Martedì, 18 Maggio 2021
Cronaca

Polemiche Dipiazza Roveredo, lo scrittore: «Comportamento meschino, debiti in supermercato tutti pagati»

Lo scrittore Pino Roveredo risponde alle parole di Roberto Dipiazza di questa mattina, che in un video ricordava all'autore gli aiuti che in passato aveva elargito alla sua famiglia. Roverdo: «In quegli anni le famiglie operaie compravano tutte a "puffo" e nessun commerciante si è impoverito con quel metodo di pagamento e comunque i debiti sono stati tutti pagati

Lo scrittore Pino Roveredo risponde alle parole del sindaco Roberto Dipiazza che oggi, in un messaggio video, aveva ricordato gli aiuti che lo stesso Dipiazza aveva elargito alla famiglia dell'autore di "Capriole in salita", quando quest'ultimo era detenuto in carcere. Il sindaco aveva concluso il suo video con la massima: «La parola è d'argento, ma il silenzio d'oro». Ma evidentemente il famoso romanziere triestino preferisce l'argento all'oro, perché la sua replica non è tardata ad arrivare.

Intervistato telefonicamente, Pino Roveredo, con l'amarezza nella voce d'un brutto ricordo che riaffiora da lontano, ci ha detto che «non è la prima volta che Roberto Dipiazza fa una cosa del genere e anni addietro poi mi aveva chiesto anche scusa. Non capisco e la cosa mi stupisce del fatto che fare un debito in un supermercato sia considerato un delitto, e poi tutti i debiti sono stati pagati. Tanti commercianti si sono arricchiti anche con questi metodi di pagamento».
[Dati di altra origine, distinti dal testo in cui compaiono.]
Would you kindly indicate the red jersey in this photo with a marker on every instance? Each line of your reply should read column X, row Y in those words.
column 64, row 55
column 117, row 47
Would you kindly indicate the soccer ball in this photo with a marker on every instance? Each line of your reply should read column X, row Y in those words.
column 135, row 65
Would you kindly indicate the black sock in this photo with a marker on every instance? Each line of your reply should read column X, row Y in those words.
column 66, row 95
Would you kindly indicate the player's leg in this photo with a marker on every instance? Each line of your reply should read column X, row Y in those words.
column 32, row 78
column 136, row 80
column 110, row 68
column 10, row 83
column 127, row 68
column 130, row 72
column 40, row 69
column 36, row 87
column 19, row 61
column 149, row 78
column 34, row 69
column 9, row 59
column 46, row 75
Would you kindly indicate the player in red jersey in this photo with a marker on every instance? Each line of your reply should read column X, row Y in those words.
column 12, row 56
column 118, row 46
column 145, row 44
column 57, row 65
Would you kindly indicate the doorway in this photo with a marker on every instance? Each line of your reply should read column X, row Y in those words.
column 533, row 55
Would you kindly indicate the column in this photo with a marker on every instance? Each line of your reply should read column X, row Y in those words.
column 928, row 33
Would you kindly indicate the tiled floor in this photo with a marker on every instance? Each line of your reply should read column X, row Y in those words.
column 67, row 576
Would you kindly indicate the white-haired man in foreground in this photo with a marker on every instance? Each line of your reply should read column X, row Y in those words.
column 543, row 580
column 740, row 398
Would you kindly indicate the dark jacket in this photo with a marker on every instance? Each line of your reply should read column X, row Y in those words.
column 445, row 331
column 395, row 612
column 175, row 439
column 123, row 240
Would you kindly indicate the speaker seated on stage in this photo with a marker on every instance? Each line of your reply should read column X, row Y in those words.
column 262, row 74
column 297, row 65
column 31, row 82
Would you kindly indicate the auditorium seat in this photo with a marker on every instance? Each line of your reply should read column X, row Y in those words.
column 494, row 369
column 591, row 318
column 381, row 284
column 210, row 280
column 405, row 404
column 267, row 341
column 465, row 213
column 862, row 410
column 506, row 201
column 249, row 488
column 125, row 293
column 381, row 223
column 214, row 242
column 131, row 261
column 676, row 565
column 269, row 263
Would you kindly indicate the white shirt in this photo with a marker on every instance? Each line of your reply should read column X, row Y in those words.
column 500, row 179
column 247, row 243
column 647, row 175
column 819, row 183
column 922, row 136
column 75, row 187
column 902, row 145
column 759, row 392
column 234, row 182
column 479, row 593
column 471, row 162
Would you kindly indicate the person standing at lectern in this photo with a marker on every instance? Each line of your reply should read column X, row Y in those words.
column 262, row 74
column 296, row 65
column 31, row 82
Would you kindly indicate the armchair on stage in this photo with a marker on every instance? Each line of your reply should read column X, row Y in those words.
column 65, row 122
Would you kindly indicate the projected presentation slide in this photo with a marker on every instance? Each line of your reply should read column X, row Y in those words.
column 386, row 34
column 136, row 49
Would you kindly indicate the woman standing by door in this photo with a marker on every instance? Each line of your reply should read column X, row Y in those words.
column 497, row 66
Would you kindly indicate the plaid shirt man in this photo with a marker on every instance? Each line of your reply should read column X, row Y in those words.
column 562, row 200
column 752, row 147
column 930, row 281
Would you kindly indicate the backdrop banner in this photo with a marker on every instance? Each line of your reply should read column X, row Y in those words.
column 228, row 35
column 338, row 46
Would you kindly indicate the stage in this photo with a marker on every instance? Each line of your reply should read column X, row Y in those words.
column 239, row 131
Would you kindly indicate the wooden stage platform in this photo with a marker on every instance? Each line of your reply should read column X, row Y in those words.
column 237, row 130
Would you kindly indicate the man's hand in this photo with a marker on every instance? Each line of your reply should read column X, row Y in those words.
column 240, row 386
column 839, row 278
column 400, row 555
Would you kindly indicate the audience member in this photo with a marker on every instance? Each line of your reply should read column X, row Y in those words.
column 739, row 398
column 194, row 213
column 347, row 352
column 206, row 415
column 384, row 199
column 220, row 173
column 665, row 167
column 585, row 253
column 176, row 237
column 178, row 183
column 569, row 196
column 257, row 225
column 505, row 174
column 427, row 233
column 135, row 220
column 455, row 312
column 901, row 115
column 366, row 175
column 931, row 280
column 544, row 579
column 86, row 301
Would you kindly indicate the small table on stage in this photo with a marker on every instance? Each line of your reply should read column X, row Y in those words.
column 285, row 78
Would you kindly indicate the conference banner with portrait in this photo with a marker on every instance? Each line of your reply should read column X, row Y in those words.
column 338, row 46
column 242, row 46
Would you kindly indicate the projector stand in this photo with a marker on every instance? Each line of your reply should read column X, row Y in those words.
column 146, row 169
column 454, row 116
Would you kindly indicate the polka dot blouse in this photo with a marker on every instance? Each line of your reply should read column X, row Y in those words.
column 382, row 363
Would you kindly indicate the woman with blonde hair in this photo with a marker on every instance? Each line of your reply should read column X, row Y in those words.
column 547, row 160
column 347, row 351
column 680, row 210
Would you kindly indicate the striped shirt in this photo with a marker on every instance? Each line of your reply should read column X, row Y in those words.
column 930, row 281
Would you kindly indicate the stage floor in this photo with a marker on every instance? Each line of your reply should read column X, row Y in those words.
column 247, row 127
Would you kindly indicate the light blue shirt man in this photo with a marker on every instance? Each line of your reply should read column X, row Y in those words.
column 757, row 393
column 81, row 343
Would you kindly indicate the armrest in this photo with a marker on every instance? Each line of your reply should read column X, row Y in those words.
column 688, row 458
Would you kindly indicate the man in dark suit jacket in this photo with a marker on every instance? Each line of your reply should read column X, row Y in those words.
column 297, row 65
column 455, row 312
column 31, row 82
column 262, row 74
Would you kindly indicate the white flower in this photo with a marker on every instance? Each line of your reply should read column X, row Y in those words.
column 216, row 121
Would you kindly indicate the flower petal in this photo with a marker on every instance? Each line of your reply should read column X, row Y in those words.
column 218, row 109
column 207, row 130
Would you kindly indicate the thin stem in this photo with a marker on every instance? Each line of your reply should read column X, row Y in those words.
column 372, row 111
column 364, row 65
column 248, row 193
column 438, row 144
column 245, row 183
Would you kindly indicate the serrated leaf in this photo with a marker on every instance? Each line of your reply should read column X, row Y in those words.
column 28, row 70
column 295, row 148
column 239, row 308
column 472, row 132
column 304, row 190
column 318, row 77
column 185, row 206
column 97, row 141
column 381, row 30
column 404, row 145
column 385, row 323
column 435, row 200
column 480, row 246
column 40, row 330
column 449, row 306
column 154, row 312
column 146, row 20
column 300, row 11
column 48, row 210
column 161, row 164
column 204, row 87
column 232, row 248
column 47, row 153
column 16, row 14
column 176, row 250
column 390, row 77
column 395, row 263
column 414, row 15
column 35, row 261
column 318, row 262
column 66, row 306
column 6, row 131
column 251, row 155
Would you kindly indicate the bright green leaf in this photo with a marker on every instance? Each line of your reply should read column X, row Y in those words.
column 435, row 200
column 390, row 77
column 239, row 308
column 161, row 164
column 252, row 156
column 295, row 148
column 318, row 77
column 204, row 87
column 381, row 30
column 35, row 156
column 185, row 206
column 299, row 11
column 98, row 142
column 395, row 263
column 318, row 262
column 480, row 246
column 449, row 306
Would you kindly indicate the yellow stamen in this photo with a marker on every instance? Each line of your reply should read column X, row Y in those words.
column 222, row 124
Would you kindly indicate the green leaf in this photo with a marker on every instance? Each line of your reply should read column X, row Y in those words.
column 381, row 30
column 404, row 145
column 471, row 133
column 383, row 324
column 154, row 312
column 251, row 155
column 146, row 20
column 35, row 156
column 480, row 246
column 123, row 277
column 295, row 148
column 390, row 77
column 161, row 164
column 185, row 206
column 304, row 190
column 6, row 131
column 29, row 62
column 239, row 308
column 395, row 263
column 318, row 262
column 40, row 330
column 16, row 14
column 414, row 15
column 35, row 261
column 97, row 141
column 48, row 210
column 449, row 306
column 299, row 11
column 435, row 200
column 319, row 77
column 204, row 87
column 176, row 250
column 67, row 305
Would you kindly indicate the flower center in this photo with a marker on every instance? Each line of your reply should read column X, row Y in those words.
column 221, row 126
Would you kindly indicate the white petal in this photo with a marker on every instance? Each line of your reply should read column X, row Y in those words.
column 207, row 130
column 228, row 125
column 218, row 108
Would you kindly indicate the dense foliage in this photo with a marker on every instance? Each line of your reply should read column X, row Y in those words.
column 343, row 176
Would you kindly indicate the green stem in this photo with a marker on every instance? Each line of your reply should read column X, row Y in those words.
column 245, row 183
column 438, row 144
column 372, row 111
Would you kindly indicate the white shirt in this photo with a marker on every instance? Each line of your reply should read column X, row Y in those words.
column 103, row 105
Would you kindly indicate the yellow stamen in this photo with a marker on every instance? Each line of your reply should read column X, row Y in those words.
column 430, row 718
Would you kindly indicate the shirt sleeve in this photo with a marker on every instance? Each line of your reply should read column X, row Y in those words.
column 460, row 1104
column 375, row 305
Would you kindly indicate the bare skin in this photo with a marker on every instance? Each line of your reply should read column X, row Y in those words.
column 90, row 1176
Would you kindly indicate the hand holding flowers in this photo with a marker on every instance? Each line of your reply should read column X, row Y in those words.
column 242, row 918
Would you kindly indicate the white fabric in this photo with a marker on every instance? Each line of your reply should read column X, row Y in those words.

«E allora quella tirata fuori mi sembra una cosa molto meschina - prosegue ancora Roveredo - continuando poi a battere ancora sul tasto che io sia stato in carcere. Io in carcere ci sono stato 40 anni fa, quando c'erano ancora le tv a pedali. Intanto non capisco la sua risposta su cosa si basi, il mio articolo andava in tutte le direzioni in maniera molto calma e serena».

«La cosa che mi disturba sono i commenti sui social che seguono alla sua dichiarazione, ma soprattutto le minacce che non sono molto carine. Gente che non sa e non conosce, se uno ha voglia di insultare lo faccia, è una libertà anche quella. Ma non mi piacciono le minacce e mi riserverò di fare delle appropriate denunce a queste persone».

«Non capisco la rabbia di Dipiazza, e ripeto, lo dico con tutto il rispetto possibile, credo che abbia tirato fuori una cosa in maniera molto meschina. In quegli anni tutte le famiglie operaie andavano ad acquistare con il famoso "puffo" o a credito, e allora tutti siamo sotto ricatto per questo? Non mi pare. E non credo che i commercianti si siano impoveriti con questi metodi di pagamento. Non mi aspetto le scuse da Dipiazza, non me ne frega niente. Ho la coscienza a posto e non sono capace di fare del male. Ho solo espresso con la dialettica quello che posso sentire nelle osterie, al bagno alla Lanterna. Sono uno che racconta gli umori, se questo è un delitto...», così conclude lo scrittore Pino Roveredo.